As you can see, the configuration file is extremely well-commented and very intuitive; however, there are a couple of important entries we need to look at in the following subsections.

  • bind: By default, RethinkDB will only bind on the local IP address 127.0.0.1. What this means is that only the server which hosts the database will be able to access the web interface, and no other machine will be able to access the data or join the cluster. This configuration can be useful for testing, but in a production environment where the database is probably running on a separate physical server than the application code, you will need to change this setting. Another reason why you may want to change this setting is if you're running RethinkDB on a cloud server as EC2, and you're accessing the server via SSH. We're going to change this setting so that the database will bind to all IP addresses including public IPs; to set this, just set the bind setting to all:

    bind=all

    Make sure to remove the leading hash symbol (#) as doing this will uncomment the line and make the configuration active.

    Note

    Note that there are security implications of exposing your database to the internet. We'll address these issues is Chapter 6, RethinkDB Administration and Deployment.

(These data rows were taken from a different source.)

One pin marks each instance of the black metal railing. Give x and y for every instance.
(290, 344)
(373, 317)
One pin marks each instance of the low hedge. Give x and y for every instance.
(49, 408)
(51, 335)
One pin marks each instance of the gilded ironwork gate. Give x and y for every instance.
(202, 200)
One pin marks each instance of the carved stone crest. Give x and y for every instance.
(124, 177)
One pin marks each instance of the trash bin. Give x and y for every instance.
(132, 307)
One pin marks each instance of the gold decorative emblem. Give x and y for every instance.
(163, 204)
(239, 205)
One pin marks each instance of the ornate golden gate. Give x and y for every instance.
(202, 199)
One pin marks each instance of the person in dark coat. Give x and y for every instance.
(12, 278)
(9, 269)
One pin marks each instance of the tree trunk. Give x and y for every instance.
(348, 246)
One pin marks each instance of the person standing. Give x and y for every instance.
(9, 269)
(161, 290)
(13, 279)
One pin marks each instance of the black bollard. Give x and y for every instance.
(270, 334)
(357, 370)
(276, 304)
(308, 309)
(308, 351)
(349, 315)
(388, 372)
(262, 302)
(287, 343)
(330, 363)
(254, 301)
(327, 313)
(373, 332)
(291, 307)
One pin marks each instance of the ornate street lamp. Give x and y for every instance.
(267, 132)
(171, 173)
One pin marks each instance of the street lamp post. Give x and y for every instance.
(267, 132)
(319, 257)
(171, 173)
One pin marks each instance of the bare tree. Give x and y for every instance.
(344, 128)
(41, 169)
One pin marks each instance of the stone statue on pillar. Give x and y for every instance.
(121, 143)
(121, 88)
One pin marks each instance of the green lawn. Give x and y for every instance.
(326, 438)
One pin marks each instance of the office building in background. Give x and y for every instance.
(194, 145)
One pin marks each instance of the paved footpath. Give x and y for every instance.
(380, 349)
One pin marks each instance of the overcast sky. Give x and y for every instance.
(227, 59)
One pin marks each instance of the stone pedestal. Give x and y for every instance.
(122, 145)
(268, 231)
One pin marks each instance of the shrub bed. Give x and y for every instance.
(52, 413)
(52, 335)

  • driver-port, cluster-port: These settings let you change the default ports on which RethinkDB will accept connections from client drivers and other servers in the cluster. Generally, they should not be changed unless these ports conflict with any other service that is being executed on the server. You may think that changing the default values could prevent someone from just guessing which ports you're using for your database; however, this doesn't really add any layer of security. We will discuss how to secure the database in Chapter 6, RethinkDB Administration and Deployment.

  • http-port: This setting controls which port the HTTP web interface will be accessible on. As with the previous options, change this value only if this port is already in use by another service.

  • join: The join setting allows you to connect your RethinkDB instance to another existing server to form a cluster. Suppose we have another RethinkDB instance running on a different server that has the IP address 192.168.1.100, we could connect this database to the existing cluster by editing the join setting as in the following:

    join=192.168.1.100:29015
  • Always remember to activate the setting by uncommenting the line (removing the hash).

Once you've configured all of the options appropriately, save the configuration file and exit the editor. Now that we have our database configured, we're ready to start the database server!